O cinema segundo St. John Carpenter: acima de tudo, apreender a materialidade do etéreo. Existem as coisas do mundo – o céu alaranjado, a folha outonal, as casas enfileiradas – e existem coisas. E o que são elas? A forma primária, o estado embrionário gasoso, líquido e disforme, a gosma de moléculas e de outras substâncias desconhecidas que foram moldadas ao longo de bilhões de anos. Neste processo, resquícios de matéria não trabalhada, restos e raspas, como lascas de mármore e sobras de argila forrando o chão do escultor enquanto mãos habilidosas criam harmonia, permanecem guardadas no escuro abissal do oceano, em dimensões desconhecidas, em porões de igrejas há muito esquecidas, em bibliotecas amareladas de mofo e frases cujo conhecimento atual é incapaz de decifrar; e, claro, no próprio mundo em si, possivelmente invisíveis a olho nu e a corações mesquinhos. A sabedoria necessária para enxergar a coisa não é adquirida pela alquimia, tampouco a necromancia.

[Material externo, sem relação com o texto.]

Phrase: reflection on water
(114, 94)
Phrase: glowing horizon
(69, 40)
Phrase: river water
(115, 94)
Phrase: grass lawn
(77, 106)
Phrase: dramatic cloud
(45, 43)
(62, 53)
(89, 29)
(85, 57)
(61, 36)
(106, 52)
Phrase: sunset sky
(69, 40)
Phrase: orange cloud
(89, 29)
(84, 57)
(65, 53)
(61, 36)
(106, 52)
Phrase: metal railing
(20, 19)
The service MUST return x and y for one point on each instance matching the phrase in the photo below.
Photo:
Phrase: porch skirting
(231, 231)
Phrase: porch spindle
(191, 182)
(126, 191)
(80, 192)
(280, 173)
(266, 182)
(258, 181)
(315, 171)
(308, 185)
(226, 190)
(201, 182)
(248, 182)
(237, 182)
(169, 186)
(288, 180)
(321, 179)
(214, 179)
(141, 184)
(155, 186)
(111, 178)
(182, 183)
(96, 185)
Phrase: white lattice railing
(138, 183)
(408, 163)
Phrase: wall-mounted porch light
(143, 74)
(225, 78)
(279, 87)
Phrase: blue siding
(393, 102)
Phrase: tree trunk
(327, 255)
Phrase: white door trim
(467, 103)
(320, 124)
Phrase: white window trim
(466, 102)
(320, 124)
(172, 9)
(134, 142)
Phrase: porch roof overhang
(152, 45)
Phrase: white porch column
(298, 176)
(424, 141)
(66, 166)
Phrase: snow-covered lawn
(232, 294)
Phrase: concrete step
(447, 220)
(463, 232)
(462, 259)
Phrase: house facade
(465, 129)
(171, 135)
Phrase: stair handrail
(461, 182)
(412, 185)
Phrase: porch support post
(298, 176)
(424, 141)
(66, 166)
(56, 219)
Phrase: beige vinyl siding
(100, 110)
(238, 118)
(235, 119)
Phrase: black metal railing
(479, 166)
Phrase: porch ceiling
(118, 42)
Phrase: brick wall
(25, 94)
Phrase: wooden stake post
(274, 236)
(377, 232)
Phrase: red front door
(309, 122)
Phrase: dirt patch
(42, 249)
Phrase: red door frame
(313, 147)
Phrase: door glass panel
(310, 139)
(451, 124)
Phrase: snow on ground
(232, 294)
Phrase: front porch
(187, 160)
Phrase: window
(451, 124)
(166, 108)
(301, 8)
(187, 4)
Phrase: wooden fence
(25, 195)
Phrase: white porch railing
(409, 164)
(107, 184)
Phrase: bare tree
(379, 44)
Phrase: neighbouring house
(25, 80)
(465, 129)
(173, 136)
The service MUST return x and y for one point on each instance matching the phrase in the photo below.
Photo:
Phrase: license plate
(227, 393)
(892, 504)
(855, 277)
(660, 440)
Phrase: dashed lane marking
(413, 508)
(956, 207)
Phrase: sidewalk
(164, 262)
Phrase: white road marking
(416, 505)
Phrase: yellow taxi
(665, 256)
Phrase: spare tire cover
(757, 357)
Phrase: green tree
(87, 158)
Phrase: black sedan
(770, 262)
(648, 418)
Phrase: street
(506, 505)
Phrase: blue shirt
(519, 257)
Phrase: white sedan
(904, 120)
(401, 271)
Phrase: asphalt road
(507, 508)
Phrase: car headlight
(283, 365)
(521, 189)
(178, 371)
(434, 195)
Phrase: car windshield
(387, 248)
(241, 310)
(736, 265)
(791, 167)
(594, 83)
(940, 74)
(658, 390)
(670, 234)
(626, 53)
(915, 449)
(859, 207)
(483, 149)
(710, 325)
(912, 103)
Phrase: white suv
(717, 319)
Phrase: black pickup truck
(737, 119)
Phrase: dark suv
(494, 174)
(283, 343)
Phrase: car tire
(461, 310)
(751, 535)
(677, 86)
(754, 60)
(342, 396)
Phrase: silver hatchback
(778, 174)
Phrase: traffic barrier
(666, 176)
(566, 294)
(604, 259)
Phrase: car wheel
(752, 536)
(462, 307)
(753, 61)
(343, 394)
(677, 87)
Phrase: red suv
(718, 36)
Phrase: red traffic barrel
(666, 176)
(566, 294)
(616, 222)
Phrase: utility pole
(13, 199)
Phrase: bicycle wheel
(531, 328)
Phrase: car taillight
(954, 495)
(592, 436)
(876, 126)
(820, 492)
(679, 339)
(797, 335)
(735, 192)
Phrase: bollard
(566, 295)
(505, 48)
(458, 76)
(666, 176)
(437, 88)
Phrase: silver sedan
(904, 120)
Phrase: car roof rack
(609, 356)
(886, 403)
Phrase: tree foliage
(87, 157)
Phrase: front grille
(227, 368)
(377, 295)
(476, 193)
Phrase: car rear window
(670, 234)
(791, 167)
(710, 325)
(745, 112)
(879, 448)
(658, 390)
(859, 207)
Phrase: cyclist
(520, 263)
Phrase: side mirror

A inteligência que se faz necessária para a revelação é, simplesmente – e resposta mais óbvia não poderia haver – a da honestidade.

A honestidade implica perscrutar o mundo pacientemente com a câmera no travelling lateral, em usar toda a extensão da tela (“call me Snake“, ou “call me Scope”?) para apanhar o maior pedaço possível de realidade que, no filme de terror, é, ora, o próprio terror. Quando uma obra se aventura a responder o chamado de Cthulhu, um compromisso moral se estabelece com o desconhecido; a maneira de honrá-lo é torná-lo visível por meio do plano, sem jogos abusivos com o fora de quadro, sem a covardia da sugestão. Filmes, e desses temos aos montes no Brasil, que observam o mundo à distância, que fingem acenar para a coisa na superfície da onda, quando sabemos que ela mora no naufrágio e que para ser combatida deve ser exposta pelo mergulho. O filme de “horror artístico”, extremamente autoconsciente, por isso cínico, não passa de ritual de hereges. A coisa, em várias ocasiões, tal como o rosto em Marte, assume formas que, ilusão de ótica, permite vislumbrar respostas para questões sociais e políticas, quando o mistério se encontra por baixo das rochas do planeta vermelho; é aceitável que nos deixemos enganar, pois, naturalmente egocêntricos, estamos sempre tentados a vermos nós mesmos em tudo: nos faróis dos carros enxergamos olhos, na lua minguante encontramos um sorriso. A honestidade consiste em não permanecer até o final no caminho fácil da superfície e em estar verdadeiramente disposto a fazer a guinada para olhar o mundo e ver o horror. E ele não é humano. O horror é.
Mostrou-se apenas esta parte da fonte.